As for authorship, I own the idea, the entire crowd sourced project, however each artist is a collaborator and each artist is integral to the whole piece. In addition to the exhibition, I hired a visual data web programmer, Ellen Manuszak, to create a website tracing the origins of all the moths. At first it will list each city and town with the number of moths, but eventually it will list each person by name or organization and have an image of their moth. It is a large and expensive undertaking so it will happen in stages.
QAW: You have received many multimedia moth prints from students who were introduced to the project by their teachers…most of whom I understand to be strangers to you at the beginning of the project. When you began this project did you expect such an enormously enthusiastic response from teachers and students? How has this affected your own idea of youth as artists? How has the involvement of youth impacted the project? How has the project impacted the youth participants?

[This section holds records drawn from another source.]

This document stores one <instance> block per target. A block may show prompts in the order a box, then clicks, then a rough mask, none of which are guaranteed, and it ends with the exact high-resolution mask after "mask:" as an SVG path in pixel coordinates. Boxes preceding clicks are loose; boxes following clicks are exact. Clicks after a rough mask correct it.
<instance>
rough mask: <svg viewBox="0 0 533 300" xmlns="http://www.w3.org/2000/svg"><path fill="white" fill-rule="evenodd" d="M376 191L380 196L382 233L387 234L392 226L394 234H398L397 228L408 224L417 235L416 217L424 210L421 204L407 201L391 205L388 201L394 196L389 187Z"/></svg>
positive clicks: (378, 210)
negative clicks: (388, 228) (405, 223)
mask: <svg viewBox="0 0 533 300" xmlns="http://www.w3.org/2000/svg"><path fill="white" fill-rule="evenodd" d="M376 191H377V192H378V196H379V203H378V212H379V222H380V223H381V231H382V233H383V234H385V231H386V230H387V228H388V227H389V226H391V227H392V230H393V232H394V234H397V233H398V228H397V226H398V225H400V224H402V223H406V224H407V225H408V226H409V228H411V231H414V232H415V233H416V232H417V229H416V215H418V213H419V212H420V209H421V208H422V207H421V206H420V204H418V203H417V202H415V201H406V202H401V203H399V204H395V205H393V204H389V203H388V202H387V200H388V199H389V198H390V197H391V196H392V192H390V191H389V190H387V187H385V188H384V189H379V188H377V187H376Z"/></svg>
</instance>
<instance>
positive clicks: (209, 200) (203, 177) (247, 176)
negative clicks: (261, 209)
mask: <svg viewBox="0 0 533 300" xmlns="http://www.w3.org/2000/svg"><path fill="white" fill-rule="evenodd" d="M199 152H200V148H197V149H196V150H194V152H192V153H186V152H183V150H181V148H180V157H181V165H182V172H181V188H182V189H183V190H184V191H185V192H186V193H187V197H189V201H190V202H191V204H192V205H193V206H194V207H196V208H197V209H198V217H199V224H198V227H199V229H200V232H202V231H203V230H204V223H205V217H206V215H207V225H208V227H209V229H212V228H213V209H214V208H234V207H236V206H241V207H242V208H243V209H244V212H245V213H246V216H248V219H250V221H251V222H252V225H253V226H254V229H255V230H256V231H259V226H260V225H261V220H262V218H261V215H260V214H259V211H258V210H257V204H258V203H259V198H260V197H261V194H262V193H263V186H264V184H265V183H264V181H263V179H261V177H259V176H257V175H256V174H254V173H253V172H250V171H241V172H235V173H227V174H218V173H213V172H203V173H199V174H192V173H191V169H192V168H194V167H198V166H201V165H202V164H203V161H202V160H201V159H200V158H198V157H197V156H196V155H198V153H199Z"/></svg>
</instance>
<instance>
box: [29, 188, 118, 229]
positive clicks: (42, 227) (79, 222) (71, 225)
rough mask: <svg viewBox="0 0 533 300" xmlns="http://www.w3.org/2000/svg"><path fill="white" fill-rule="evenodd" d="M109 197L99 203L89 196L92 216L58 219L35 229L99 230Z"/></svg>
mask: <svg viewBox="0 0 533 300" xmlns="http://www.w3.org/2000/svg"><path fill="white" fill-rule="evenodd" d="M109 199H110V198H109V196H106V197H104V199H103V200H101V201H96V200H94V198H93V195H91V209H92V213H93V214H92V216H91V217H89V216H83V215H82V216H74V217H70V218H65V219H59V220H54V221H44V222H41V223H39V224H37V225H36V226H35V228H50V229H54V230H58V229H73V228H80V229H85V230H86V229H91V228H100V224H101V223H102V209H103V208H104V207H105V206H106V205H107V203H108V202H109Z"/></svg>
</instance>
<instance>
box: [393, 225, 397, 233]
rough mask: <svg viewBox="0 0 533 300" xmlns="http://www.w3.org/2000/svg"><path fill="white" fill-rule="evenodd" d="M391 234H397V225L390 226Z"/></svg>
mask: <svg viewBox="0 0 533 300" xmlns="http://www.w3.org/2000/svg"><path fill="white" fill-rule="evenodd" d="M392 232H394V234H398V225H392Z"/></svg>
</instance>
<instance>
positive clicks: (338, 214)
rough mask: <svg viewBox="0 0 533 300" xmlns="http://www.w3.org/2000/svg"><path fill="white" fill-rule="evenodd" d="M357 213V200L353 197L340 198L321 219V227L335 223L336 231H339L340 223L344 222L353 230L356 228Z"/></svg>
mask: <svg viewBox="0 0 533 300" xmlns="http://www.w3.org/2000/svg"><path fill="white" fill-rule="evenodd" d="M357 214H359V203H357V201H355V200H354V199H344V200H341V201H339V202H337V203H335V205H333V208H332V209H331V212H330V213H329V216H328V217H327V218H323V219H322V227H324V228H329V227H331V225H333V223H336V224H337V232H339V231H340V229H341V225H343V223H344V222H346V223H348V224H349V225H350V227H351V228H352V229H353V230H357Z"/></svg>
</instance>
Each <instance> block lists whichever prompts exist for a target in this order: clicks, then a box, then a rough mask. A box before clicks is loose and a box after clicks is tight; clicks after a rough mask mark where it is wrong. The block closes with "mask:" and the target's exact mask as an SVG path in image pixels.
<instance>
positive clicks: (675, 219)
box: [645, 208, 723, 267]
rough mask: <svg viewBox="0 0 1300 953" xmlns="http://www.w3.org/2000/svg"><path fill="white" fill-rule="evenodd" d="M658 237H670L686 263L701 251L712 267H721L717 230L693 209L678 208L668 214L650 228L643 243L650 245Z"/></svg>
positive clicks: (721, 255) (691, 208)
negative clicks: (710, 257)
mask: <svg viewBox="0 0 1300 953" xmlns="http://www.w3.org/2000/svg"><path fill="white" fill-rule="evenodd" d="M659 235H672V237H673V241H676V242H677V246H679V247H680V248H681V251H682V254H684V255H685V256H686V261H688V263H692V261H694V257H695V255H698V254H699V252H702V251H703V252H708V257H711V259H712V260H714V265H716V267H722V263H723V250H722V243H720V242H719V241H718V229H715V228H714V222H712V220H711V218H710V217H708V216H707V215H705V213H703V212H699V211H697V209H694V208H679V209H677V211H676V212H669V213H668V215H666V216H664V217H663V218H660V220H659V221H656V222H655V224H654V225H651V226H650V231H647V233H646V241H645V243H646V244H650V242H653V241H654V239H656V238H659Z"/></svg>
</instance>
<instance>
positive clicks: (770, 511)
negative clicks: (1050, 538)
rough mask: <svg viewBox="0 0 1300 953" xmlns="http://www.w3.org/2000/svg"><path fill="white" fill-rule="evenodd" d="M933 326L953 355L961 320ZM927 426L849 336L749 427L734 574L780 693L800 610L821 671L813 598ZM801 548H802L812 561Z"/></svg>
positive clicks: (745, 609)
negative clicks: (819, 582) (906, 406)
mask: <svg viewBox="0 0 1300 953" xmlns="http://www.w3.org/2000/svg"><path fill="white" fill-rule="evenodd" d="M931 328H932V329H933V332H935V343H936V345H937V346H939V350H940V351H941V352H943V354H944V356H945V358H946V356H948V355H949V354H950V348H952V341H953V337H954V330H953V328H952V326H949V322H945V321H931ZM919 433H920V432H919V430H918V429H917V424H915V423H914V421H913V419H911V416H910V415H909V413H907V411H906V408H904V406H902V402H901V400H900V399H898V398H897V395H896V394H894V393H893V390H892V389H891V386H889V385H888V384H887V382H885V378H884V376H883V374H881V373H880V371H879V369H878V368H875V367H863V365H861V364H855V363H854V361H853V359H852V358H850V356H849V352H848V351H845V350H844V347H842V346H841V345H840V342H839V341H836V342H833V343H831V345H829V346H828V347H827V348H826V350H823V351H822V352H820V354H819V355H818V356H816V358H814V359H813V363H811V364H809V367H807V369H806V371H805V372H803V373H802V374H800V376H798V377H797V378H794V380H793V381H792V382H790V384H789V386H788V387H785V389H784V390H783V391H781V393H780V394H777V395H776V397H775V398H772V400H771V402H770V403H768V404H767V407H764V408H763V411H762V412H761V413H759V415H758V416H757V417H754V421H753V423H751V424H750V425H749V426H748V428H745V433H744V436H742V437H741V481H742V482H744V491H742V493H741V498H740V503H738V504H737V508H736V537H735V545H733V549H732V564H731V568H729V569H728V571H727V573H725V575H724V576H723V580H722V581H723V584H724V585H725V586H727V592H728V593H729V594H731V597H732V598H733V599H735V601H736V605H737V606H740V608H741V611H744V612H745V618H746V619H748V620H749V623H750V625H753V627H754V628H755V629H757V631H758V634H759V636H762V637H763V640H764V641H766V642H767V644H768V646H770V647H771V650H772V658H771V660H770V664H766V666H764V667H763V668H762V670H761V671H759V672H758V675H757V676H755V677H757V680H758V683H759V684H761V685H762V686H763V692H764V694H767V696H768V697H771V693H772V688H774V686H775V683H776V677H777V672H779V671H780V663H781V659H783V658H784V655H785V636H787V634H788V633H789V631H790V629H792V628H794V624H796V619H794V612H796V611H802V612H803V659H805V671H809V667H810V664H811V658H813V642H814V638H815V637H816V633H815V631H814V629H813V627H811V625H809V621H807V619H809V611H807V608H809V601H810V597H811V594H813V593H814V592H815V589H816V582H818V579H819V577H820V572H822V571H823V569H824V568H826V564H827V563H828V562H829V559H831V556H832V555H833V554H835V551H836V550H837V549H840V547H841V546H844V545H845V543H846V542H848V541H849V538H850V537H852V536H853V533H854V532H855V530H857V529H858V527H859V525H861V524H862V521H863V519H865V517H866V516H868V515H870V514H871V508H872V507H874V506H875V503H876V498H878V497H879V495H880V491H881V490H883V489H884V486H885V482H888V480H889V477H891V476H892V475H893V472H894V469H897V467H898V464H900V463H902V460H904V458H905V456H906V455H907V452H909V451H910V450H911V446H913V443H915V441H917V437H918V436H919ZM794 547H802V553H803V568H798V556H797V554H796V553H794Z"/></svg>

HL: It never crossed my mind that school would pick it up. One teacher in particular Bernadette Knight, an Art Specialist Teacher from Palmyra Primary, Palmyra West Australia, had 450 students. In three months, she had all 450 kids make 10 moths, 4500 moths, some of which they sent to me, others they kept. This is what Bernadette had to say:
“I involved the kids and parents in my school community because I thought this project was a great authentic task through which I could reach the whole school community and teach a variety of printmaking processes but also because it illustrates beautifully how the arts can enhance learning and communicate ideas across other learning areas, like science.
Many people believe art and science are incompatible but I believe there is an overlap as this project clearly shows. In an educational climate that is pushing STEM subjects its important not to forget the role and importance of the Arts in enhancing learning and communication in these subject but also for the learning and benefits of the arts in their own right.”
QAW:This projects seems to be exponential! Do you plan to continue producing moths with others? Is there a culmination – in terms of process, practice, production – that you are hoping for?
HL: Ah, a culmination, maybe 5 years down the line.
My next goals are to get the exhibition to every town or city where a large number of people participated. This might be a major city or an remote village. It is a matter of my conscience that those who made the most moths deserve to have the show come to them.
But as the artist behind the project I want to see it huge, I want to see it, quite honestly, at the New York Natural History Museum. That would be a fine culmination. I want to have a giant hall that is covered with all the moths and a separate area with tables where people can see all the ephemera that was included in people’s packaging; letters about being citizen scientists, news clipping about moth habitat destruction, handmade books and boxes with quotes and photos of people coming together to make moths.
I want it to be an experiential multi-sensory installation of international moths that is not confined to an art venue but in a venue that is visiting by people of all interests, just like the Moth Migration Project. It is people coming from a variety of interests and backgrounds who created who contributed to its success and I think it should be shared in the same manner.